The Association of Community College Trustees (ACCT) is calling on its members to educate local and state officials on the important role that community colleges play in driving the economy.

At the beginning of its annual Community College Leadership Congress in New York City last month, ACCT President and CEO J. Noah Brown set the tone for the conference, which drew more than 2,000 community college trustees, presidents and leaders.

“Though we face immense challenges, trustees and presidents, you must not be deterred from your mission by the growing threat of state budget cuts that threaten the viability of community colleges,” Brown said. “Community colleges serve as economic engines, strengthening the fabric that binds our communities together—jobs.”

Brown encouraged trustees and presidents to educate their local, state and national business and political leaders so they understand how important two-year colleges are to the economy and that they can serve as an engine to economic recovery. He stressed giving lawmakers and business leaders hard data so they understand that impact:

  • Eighty percent of first responders are trained and hone their skills at community colleges.
  • The colleges deliver economic and workforce development at a low-cost and efficient way that gives taxpayers a $3 return for every dollar invested.
  • They help generate 6 percent of annual economic growth—as much as $34.5 billion in 2006 and 2007—for communities and the nation’s economy.

Two-year colleges are also forging the skilled workforce for emerging industries.

“Community colleges are developing innovative programs to create new jobs by addressing future needs, not just current ones,” said Arthur Anthonisen, ACCT board chair and Orange County Community College (New York) trustee.

The economic downturn was threaded throughout speeches and discussions at the conference.

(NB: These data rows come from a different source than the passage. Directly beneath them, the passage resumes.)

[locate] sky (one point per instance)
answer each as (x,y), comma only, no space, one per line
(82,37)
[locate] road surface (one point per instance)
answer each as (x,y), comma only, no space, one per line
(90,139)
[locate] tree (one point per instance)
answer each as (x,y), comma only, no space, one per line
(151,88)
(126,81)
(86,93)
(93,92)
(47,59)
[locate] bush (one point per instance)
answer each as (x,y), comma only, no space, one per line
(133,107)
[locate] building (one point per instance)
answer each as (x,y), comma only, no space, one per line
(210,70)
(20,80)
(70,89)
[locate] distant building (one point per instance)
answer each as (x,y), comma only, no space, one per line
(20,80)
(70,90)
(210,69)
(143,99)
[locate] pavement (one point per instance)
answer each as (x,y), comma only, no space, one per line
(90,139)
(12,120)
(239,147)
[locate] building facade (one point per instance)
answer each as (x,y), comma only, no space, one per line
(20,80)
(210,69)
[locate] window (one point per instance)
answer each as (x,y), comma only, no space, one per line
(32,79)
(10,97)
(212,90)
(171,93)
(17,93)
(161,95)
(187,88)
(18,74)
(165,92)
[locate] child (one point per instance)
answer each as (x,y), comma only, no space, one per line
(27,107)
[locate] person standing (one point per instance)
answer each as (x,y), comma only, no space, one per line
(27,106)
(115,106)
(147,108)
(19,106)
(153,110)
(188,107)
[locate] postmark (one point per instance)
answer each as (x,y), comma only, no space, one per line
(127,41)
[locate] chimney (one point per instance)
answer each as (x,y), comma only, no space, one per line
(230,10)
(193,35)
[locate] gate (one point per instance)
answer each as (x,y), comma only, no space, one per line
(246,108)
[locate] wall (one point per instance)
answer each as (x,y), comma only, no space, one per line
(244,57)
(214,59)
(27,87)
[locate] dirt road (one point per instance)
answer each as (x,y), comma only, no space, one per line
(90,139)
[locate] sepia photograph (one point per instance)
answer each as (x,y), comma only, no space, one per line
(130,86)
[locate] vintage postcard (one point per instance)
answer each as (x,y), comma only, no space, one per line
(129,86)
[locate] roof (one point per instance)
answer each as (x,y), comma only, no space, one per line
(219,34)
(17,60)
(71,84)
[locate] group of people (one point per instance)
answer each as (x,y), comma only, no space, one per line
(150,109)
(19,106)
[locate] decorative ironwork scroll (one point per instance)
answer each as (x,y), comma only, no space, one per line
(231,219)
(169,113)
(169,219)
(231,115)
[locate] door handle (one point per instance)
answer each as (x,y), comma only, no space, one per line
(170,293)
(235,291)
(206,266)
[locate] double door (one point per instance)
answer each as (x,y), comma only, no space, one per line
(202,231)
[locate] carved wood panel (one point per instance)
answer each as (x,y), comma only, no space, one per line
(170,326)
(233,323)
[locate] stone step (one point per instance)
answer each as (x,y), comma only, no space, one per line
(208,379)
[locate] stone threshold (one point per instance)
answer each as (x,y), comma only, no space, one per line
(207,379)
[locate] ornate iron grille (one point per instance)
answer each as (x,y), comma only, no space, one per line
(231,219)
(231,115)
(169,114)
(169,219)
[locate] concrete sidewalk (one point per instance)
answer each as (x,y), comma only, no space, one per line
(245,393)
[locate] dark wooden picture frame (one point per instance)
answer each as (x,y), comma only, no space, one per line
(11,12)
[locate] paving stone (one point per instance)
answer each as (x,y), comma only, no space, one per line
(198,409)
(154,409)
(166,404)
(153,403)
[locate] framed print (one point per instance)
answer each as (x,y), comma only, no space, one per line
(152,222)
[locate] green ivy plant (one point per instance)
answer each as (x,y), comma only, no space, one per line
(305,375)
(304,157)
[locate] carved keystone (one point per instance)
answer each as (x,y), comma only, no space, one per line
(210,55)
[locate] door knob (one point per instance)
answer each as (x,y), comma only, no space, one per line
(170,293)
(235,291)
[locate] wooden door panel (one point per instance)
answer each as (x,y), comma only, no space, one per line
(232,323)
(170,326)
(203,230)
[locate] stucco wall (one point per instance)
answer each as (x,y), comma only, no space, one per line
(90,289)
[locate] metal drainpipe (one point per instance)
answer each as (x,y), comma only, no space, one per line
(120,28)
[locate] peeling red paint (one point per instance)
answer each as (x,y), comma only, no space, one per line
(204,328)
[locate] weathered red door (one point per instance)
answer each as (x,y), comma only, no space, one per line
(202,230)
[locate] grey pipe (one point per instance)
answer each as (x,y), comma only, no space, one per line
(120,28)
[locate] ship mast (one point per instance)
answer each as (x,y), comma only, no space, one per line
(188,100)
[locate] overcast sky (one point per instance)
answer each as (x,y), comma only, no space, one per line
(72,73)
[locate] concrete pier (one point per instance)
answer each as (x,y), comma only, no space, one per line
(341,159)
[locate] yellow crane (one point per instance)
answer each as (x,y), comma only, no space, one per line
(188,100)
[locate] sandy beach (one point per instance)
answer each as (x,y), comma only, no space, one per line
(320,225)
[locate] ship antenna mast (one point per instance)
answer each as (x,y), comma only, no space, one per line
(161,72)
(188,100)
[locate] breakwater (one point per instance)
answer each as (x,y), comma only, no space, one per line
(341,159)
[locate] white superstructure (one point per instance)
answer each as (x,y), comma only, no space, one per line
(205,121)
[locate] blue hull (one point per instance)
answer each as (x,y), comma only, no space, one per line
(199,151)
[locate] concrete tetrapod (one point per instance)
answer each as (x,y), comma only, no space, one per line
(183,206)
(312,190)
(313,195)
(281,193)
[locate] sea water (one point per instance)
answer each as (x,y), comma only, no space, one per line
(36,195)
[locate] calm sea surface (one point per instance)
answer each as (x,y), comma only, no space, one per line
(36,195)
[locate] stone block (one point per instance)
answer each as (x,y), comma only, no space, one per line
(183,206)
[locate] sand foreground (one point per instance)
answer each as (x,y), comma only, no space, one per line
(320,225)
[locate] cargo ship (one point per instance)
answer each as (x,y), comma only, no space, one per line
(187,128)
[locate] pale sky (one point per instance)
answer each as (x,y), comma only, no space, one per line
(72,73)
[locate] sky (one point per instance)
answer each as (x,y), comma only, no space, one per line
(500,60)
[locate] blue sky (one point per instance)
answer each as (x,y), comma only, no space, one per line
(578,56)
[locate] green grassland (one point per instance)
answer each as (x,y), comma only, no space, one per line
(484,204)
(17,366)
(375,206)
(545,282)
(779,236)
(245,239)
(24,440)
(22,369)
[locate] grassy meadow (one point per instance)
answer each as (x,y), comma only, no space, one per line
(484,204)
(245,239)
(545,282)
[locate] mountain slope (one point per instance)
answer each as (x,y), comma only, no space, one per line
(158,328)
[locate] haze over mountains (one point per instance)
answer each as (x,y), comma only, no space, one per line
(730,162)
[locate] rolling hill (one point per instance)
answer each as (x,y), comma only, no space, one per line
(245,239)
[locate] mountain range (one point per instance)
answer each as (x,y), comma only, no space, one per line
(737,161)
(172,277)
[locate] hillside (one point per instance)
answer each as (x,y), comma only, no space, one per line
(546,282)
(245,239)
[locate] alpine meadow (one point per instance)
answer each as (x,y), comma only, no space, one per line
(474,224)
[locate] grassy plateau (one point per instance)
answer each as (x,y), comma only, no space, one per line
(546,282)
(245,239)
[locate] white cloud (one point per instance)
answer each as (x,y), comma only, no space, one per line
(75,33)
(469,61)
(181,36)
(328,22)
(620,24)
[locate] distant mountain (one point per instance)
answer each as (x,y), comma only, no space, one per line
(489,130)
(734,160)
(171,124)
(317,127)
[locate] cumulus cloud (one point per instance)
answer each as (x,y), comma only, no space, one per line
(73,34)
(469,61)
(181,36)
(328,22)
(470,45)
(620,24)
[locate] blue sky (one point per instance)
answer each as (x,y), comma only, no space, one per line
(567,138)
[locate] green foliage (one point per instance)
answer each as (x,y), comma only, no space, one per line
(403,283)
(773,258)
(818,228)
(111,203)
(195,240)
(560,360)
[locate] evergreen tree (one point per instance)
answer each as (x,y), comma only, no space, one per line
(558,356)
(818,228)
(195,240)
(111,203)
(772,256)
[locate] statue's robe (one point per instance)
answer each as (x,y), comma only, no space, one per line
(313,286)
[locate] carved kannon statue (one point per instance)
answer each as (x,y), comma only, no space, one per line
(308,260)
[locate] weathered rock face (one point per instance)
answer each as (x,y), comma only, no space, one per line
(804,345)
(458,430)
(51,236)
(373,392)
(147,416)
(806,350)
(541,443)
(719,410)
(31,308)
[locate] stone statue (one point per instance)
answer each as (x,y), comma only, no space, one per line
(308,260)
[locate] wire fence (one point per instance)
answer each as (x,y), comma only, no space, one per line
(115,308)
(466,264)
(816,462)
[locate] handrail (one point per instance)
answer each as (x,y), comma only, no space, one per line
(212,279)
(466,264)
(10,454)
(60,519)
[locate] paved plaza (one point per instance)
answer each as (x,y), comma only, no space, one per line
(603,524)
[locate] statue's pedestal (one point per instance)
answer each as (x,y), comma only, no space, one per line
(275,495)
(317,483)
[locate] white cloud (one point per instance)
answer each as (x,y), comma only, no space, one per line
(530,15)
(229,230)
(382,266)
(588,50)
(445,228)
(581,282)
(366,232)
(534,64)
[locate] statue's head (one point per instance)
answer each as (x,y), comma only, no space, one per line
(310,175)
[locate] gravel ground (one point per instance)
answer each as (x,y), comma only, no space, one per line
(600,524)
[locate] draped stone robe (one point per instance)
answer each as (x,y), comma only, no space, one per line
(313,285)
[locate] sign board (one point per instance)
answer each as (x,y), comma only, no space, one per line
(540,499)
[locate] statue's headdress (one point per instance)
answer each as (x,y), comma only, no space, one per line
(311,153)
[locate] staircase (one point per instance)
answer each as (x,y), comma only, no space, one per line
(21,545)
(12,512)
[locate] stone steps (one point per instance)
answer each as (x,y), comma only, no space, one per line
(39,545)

Lynda Stanley, the immediate past ACCT chair and board chair of Brunswick Community College (North Carolina), noted that community college leaders should keep in mind the economy’s impact on their colleges’ poorest students and how critical it is for them to continue with their education.

“None of us predicted the current financial crisis. The downturn in the economy is not isolated to the U.S.—it’s a worldwide economic crisis with long-term implications that have yet to be discerned. It's more imperative as leaders, as trustees, to consider the effects of families at the bottom of the income level,” she said.

Community college leaders face stiff challenges, Brown said. Enrollment is already growing at a double-digit pace and will continue to grow as the economy worsens, straining resources at community colleges, he said.

To meet student demands, colleges will have to hire more faculty, administrators and staff, which is particularly difficult as baby boomers plan to retire in record numbers, Brown said.

Another important issue is infrastructure. Many campus facilities are aging and crumbling, requiring an infusion of $100 billion for repairs and new buildings.

It’s especially important to have a voice now as other organizations compete for scarce public resources, several college leaders noted.

“Our job is to communicate,” said Phillip Berry, board vice chair of the City University of New York. “(Lawmakers) need to know when they invest in community colleges, they are investing in national recession insurance. They need to know community colleges are key to this country’s future—economically, socially and psychosocially.”